Cyberattacks are becoming more sophisticated, but the majority of attacks are not. They involve the use of default and commonly used passwords in brute force attacks or basic phishing emails.
Brute force attacks can be thwarted by creating and enforcing strong password policies. It should not be possible for users to use dictionary words as passwords or commonly used weak passwords such as 12345678. Accounts are also commonly breached due to password re-use. Figures from Microsoft suggest 73% of users duplicate passwords on work and personal accounts. If a personal account is breached, the password can be used to access the user’s work account.
Many phishing emails succeed in bypassing anti-spam defenses. A recent report from Avanan suggests as many as 25% of phishing emails are not blocked by Exchange Online Protection (EOP) – Microsoft’s default anti-phishing control for Office 365. It is therefore essential for additional controls to be implemented to prevent those messages from resulting in a data breach.
All employees should be provided with regular security awareness training and should be instructed how to identify phishing emails. Legacy authentication should also be blocked. Other protections include the spam filters, anti-malware solutions, and web filters, but according to Microsoft, there is one solution that blocks 99.9% of automated cyberattacks: Multi-factor authentication.
Multi-factor authentication is the use of more than one method of verifying the identity of a user. In addition to a password or passphrase that only the account holder knows, additional factors are required such as the use of a token or biometric verification. If an attempt is made to logon to an account from an unfamiliar device or location, the second authentication factor comes into play. That could be a text message sent to the user’s mobile phone.
Even though MFA is an effective way of preventing unauthorized account access and preventing data breaches, many healthcare organizations only implement MFA once they have experienced a breach.
In a recent blog post, Microsoft explains that more than 300 million fraudulent sign-in attempts are made to its cloud services every day and the number of attacks is continuing to rise.

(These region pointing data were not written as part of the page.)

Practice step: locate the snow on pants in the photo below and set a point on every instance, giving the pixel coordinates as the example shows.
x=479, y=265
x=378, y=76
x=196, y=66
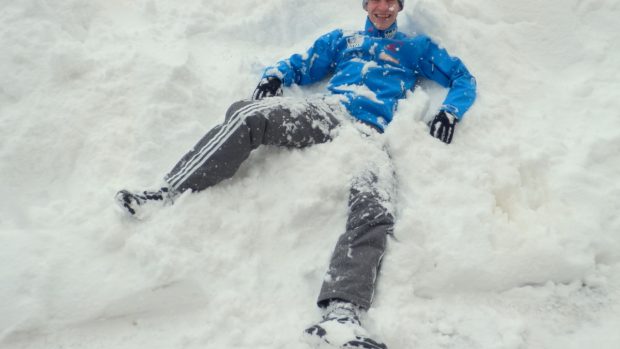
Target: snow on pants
x=294, y=122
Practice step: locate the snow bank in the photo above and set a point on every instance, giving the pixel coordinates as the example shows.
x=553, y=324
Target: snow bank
x=508, y=238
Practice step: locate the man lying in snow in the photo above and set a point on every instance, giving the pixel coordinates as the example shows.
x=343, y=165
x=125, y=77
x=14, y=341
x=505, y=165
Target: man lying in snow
x=370, y=71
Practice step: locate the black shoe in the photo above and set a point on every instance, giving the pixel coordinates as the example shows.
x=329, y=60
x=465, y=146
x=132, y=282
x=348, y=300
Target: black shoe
x=341, y=328
x=135, y=203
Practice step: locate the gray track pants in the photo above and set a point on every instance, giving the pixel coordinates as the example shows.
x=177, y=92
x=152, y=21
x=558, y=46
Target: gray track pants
x=299, y=123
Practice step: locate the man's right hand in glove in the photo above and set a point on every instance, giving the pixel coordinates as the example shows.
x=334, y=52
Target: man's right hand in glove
x=268, y=87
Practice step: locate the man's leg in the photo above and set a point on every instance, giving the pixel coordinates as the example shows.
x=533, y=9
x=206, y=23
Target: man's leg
x=349, y=285
x=248, y=124
x=356, y=259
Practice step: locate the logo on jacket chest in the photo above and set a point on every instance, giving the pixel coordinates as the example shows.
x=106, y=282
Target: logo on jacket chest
x=355, y=41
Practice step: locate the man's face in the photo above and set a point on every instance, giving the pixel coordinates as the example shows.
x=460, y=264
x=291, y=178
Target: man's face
x=382, y=13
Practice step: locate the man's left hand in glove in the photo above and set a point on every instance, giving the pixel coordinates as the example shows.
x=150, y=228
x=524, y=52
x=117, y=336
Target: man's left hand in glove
x=268, y=87
x=442, y=127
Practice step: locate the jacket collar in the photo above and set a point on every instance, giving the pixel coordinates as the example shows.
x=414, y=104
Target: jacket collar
x=389, y=33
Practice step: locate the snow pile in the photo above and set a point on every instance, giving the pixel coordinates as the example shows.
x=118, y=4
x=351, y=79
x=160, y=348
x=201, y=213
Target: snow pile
x=508, y=238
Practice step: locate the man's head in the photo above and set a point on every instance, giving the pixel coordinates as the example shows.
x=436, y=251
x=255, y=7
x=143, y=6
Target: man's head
x=383, y=13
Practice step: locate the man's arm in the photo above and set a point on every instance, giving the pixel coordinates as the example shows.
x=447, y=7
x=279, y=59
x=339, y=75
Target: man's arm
x=314, y=65
x=437, y=65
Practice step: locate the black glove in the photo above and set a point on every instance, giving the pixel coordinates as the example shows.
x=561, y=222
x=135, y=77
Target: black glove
x=442, y=127
x=268, y=87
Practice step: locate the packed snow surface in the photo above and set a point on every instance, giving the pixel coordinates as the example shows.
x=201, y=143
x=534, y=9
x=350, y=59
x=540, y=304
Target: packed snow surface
x=507, y=238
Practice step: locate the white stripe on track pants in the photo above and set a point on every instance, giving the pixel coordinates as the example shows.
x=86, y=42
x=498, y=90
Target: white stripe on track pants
x=294, y=122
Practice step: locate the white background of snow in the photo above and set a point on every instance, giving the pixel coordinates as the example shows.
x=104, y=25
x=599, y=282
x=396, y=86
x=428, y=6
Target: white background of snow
x=508, y=238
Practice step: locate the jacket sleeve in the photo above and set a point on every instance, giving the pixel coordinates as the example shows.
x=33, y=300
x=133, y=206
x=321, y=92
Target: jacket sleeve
x=310, y=67
x=436, y=64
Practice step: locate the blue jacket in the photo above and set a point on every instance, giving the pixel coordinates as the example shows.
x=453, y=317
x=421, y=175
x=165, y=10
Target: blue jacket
x=373, y=69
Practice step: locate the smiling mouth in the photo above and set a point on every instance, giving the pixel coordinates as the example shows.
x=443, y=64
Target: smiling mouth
x=383, y=17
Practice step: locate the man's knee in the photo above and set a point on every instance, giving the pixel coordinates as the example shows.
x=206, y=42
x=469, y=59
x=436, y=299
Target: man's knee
x=239, y=109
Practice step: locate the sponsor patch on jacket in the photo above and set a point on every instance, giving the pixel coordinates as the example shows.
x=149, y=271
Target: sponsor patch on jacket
x=355, y=41
x=389, y=58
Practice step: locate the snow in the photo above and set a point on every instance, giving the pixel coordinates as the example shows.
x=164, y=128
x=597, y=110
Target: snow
x=507, y=238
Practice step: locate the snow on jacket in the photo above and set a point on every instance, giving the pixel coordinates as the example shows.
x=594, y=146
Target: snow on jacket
x=374, y=68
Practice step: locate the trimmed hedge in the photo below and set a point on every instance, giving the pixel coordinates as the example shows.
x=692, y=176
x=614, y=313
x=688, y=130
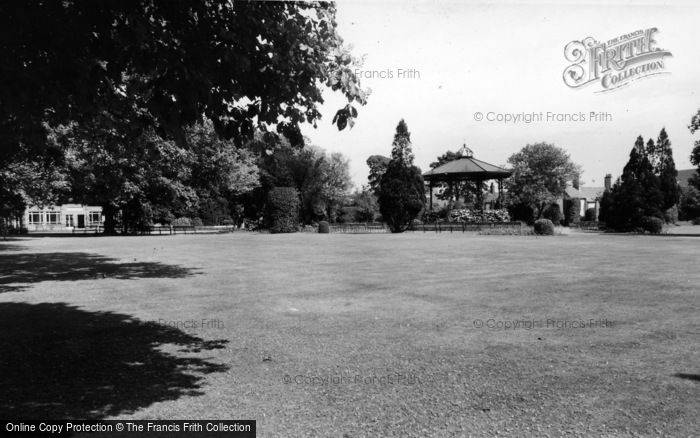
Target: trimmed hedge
x=544, y=227
x=283, y=210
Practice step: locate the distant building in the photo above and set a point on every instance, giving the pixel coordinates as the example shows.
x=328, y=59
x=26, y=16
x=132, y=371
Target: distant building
x=684, y=177
x=65, y=217
x=588, y=197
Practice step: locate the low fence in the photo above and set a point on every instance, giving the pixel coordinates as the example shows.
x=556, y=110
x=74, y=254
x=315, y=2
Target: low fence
x=187, y=229
x=359, y=228
x=440, y=227
x=588, y=225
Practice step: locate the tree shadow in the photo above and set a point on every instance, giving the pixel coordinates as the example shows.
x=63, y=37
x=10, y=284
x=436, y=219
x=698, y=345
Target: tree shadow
x=695, y=377
x=19, y=270
x=61, y=362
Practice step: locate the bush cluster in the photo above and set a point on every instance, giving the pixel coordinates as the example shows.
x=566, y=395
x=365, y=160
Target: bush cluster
x=466, y=215
x=553, y=213
x=572, y=211
x=324, y=227
x=544, y=227
x=283, y=210
x=590, y=215
x=181, y=222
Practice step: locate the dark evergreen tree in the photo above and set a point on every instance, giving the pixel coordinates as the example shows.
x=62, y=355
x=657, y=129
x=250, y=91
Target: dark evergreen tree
x=401, y=190
x=401, y=149
x=668, y=175
x=636, y=195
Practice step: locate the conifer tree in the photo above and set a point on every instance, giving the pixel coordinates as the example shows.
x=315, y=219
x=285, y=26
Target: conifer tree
x=401, y=149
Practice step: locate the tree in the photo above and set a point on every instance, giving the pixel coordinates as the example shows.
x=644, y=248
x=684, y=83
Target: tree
x=401, y=190
x=635, y=196
x=540, y=175
x=168, y=65
x=322, y=180
x=401, y=195
x=401, y=149
x=695, y=154
x=377, y=166
x=365, y=205
x=666, y=171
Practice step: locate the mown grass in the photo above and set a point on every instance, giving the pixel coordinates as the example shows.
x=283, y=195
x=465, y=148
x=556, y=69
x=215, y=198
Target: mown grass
x=370, y=335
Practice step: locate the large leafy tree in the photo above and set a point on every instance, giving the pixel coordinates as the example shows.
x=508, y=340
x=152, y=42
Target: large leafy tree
x=322, y=180
x=166, y=65
x=540, y=175
x=666, y=171
x=402, y=189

Even if a username and password is compromised, multi-factor authentication will prevent those credentials from being used to gain access to an account.
“Based on our studies, your account is more than 99.9 percent less likely to be compromised if you use MFA,” said Alex Weinert, Microsoft’s Group Program Manager for Identity Security and Protection. “Your password doesn’t matter, but MFA does.”
Many organizations are reluctant to implement MFA as they feel it is complicated and will have a negative impact on workflows, when that is not necessarily the case. To keep disruption to a minimum, organizations can implement MFA on the most critical accounts or adopt a role-based approach. MFA can then be expanded from there.
MFA is not infallible, but it is one of the single most important measures to implement to block cyberattacks and ensure that responses to phishing emails and poor password choices from resulting in a costly data breach.